It should come as no surprise that a region known as “the Sunshine State” is known for raising quality grass-fed beef. However, Florida has another advantage beyond its climate: the nearly ubiquitous St. Augustine grasses covering much of Florida’s land area.
So what exactly is it about St. Augustine grass that makes it ideal for pasture grazing?
Greater Forage Mass
St. Augustine grasses grow low to the ground at a perfect height for cattle to graze. Plus, as much as 90 percent of its makeup is leafy tissue, regardless of the maturity of the individual cluster.
Suited to the Environment
St. Augustines thrive on the miry, mineral-rich soils that make up most of Florida’s pasture land. Combine that with Florida’s warm temperate climate, which rarely drops below the 28-degree mark, and these grasses typically grow almost year-round.
Flourishes as Graze
This type of grass is known for its network of strong, aggressive runners underground, connecting the various clusters to distribute water, minerals and nutrients. When cattle graze the surface material, growth is stimulated to replace the lost tissue. St. Augustine grasses will grow more quickly than other grasses, meaning ranchers can worry less about a field becoming overgrazed.

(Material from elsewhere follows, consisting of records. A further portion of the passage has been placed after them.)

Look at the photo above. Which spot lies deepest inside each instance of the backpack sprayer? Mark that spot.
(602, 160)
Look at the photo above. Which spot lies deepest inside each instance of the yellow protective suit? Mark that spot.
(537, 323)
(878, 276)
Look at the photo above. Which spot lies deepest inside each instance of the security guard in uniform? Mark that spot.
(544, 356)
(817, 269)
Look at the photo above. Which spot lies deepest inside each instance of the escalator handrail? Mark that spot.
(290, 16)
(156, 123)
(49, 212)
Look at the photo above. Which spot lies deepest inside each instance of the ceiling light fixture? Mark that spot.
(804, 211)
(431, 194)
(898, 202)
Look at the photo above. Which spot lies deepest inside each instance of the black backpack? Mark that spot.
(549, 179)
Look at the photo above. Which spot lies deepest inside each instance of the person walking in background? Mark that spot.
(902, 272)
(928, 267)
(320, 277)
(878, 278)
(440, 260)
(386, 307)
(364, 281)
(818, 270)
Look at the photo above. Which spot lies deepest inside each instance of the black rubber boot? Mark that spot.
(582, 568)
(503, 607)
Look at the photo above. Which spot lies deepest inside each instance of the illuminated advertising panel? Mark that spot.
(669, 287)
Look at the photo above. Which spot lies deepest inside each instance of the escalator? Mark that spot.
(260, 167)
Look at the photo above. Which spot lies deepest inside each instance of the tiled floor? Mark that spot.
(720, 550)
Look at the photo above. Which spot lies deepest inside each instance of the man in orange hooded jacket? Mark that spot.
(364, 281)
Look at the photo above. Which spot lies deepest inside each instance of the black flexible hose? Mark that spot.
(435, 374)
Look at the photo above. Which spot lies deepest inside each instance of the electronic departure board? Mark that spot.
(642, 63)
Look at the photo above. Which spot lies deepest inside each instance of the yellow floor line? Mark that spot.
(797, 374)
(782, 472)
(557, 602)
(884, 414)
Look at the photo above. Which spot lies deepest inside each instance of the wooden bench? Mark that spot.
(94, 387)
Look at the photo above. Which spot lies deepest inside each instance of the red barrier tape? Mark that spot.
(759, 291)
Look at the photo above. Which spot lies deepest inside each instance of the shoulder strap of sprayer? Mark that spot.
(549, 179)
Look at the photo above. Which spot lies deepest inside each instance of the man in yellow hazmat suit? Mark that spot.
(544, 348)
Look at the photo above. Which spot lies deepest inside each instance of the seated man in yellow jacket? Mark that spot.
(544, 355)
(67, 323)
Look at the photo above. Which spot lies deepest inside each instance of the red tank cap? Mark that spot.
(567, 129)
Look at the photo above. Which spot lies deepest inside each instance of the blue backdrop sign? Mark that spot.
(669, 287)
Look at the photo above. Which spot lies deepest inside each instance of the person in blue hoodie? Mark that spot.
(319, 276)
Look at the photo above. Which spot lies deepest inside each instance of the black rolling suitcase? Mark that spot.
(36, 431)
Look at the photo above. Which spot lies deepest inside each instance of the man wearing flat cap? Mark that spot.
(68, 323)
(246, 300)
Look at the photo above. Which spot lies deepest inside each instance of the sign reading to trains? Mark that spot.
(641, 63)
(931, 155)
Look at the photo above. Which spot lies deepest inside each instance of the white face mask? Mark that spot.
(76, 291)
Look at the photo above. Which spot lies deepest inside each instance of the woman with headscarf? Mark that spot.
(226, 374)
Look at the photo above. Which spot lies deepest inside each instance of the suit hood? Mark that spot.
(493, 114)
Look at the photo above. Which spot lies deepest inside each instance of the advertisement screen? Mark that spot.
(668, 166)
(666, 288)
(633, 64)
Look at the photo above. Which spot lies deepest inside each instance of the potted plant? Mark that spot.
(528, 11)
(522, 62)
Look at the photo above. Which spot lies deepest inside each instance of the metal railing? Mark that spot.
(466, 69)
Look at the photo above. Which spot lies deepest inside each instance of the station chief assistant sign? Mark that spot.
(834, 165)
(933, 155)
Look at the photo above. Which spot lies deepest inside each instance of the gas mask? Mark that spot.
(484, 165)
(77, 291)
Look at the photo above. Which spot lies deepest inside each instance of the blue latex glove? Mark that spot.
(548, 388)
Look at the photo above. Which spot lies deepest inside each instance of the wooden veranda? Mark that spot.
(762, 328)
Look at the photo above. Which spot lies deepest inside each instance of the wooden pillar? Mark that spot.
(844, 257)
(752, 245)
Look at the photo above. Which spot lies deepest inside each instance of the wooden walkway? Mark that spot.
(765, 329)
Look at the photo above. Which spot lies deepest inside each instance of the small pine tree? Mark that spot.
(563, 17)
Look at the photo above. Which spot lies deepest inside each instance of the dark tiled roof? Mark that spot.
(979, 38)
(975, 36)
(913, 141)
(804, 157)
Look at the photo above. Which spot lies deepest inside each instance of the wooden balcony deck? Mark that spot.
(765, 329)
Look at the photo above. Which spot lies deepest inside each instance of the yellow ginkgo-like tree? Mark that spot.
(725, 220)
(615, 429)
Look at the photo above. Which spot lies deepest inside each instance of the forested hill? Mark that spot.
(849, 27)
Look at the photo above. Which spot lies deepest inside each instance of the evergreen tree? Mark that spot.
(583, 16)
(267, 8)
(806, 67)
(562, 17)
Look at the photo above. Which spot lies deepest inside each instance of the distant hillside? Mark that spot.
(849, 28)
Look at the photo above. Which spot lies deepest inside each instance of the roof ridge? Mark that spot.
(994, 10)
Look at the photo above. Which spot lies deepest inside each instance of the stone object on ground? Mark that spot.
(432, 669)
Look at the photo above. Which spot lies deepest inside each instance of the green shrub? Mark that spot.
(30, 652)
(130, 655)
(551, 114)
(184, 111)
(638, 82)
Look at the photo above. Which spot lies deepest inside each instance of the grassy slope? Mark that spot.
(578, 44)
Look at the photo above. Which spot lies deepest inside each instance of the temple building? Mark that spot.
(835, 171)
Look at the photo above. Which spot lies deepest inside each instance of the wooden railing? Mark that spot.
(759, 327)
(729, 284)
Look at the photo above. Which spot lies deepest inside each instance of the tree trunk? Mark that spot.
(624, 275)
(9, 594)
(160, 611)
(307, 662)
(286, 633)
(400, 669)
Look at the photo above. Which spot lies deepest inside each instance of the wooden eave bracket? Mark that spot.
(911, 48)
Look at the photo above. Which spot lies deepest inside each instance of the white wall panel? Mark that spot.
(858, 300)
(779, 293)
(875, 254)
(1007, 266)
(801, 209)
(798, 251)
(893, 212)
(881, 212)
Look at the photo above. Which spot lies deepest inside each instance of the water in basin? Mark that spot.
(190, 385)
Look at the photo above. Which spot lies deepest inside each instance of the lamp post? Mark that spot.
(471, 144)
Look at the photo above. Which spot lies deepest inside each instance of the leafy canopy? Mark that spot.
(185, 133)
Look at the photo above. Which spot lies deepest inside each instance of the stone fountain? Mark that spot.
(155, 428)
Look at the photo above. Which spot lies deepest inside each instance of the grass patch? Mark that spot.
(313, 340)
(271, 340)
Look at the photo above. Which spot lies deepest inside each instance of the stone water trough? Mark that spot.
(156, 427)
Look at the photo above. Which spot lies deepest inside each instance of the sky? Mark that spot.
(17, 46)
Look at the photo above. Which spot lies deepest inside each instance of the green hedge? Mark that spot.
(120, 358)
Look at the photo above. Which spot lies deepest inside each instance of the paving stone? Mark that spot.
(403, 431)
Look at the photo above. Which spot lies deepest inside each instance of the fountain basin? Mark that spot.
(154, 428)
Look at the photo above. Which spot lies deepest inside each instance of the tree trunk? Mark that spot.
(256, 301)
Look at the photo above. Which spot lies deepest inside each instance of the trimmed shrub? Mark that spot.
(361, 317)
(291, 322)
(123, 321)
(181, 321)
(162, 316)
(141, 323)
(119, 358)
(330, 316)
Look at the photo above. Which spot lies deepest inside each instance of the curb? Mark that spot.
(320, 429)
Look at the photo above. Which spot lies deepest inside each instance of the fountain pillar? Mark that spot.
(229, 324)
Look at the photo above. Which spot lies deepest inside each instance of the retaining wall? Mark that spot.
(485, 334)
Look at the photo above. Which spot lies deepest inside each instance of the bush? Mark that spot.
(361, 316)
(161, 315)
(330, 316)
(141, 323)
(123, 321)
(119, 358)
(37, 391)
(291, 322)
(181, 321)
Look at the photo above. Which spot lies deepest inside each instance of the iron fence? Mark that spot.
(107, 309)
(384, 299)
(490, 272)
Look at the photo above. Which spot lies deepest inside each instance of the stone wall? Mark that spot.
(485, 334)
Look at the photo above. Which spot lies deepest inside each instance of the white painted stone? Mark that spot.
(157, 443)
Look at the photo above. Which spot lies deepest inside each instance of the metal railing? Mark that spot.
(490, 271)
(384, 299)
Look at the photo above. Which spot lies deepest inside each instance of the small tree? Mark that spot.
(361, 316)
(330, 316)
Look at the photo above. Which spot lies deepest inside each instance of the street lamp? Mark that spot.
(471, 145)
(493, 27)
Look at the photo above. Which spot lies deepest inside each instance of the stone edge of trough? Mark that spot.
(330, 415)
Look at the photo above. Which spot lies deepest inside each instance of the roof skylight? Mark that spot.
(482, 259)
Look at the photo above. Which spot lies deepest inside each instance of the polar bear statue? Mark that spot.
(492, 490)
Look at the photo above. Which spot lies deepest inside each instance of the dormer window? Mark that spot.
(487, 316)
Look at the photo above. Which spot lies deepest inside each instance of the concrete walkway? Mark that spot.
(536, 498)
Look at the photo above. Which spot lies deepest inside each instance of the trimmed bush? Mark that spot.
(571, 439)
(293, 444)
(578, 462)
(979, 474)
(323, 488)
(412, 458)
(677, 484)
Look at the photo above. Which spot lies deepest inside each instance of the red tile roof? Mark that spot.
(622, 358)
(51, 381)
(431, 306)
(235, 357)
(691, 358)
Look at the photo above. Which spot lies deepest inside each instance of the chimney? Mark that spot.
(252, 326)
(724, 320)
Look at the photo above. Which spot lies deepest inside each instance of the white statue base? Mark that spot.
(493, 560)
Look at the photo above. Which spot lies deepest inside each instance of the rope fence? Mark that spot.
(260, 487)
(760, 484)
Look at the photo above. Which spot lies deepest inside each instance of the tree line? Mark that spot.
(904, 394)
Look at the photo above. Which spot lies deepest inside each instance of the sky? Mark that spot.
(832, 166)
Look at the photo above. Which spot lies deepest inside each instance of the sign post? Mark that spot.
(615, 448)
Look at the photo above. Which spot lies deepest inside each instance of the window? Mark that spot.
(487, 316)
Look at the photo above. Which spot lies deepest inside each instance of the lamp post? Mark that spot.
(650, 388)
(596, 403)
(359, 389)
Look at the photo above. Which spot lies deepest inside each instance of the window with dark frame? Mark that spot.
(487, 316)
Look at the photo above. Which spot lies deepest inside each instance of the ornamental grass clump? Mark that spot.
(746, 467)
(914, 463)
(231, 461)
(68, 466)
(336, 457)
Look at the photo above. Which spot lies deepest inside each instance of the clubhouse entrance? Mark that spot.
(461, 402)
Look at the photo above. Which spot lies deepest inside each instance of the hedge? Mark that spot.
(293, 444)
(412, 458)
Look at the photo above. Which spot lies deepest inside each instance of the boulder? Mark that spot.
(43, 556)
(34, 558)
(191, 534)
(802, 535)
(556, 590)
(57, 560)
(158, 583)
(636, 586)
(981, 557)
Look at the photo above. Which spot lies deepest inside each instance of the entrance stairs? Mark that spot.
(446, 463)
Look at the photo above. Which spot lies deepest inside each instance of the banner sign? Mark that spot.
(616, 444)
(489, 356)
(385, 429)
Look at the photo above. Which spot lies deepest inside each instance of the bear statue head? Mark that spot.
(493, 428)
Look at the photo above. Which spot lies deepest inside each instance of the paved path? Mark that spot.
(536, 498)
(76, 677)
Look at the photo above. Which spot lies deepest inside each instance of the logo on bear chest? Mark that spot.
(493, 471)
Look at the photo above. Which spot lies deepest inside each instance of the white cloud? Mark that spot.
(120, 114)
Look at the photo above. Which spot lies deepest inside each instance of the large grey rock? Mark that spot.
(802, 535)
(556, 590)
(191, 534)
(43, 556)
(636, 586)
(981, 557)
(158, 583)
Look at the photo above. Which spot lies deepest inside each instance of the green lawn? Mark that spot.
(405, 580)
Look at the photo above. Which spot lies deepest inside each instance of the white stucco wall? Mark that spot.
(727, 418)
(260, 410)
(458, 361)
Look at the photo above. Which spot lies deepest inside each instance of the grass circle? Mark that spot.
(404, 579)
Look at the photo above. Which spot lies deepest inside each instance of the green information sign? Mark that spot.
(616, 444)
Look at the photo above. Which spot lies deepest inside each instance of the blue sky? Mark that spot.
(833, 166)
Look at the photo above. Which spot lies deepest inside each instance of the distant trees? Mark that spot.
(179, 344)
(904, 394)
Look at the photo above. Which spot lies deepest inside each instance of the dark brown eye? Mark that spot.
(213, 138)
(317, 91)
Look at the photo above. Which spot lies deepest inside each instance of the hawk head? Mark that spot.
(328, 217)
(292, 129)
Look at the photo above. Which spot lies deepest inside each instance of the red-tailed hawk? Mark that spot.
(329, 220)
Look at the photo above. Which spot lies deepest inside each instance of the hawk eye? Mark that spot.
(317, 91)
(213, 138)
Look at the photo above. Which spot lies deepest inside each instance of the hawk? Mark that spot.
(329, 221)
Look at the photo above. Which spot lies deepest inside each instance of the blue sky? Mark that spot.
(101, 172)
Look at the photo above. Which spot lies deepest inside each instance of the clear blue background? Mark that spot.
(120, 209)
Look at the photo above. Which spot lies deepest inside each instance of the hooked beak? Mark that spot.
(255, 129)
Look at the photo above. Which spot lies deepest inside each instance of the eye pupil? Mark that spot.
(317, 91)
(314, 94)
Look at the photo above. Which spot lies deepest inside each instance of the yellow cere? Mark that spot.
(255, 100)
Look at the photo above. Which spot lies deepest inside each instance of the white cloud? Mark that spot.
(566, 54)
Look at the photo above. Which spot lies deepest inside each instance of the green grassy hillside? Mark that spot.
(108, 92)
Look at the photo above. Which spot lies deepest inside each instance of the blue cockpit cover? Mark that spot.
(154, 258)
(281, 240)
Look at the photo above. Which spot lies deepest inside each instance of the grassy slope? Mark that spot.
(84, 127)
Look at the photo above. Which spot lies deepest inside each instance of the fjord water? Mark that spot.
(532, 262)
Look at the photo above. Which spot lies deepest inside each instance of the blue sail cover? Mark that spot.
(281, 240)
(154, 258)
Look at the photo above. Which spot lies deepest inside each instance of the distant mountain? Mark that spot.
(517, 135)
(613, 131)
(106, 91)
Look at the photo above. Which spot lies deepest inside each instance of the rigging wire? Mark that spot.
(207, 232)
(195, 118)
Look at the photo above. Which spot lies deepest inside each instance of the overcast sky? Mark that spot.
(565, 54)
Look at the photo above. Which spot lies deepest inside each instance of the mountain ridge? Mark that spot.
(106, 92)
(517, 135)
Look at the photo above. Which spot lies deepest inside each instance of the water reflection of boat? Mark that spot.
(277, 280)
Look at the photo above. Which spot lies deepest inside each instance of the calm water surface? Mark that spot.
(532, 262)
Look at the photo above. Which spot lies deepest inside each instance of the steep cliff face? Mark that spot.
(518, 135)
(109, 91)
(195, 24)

In addition to stimulated plant growth, the presence of cattle in fields of St. Augustine grass will mean the soil is aerated by the many hooves walking around and nourished by the natural fertilizer they leave behind. In exchange, the cattle get a nutrient-rich food source. St. Augustine grass, grown without pesticides, can contain crude protein levels of up to 16 percent. Yearling calves can easily average one pound of growth per day over the course of a year, potentially even double that under the right conditions.
Are there any drawbacks to St. Augustine grass? Somewhat – let’s look into those.
They are somewhat less drought tolerant than other varieties of grass. But considering Florida averages 54 inches of rainfall per year, mostly in the warmest months, this issue isn’t very problematic.
In addition, St. Augustines don’t cure like standard hay varieties. However, with a nearly year-round growing season, ranchers should have no shortage of fresh-cut grass, should they need it.
All these factors add up to make Florida grass-fed beef, grazing on Florida St. Augustine grass, a high-quality product grown right here in your own backyard.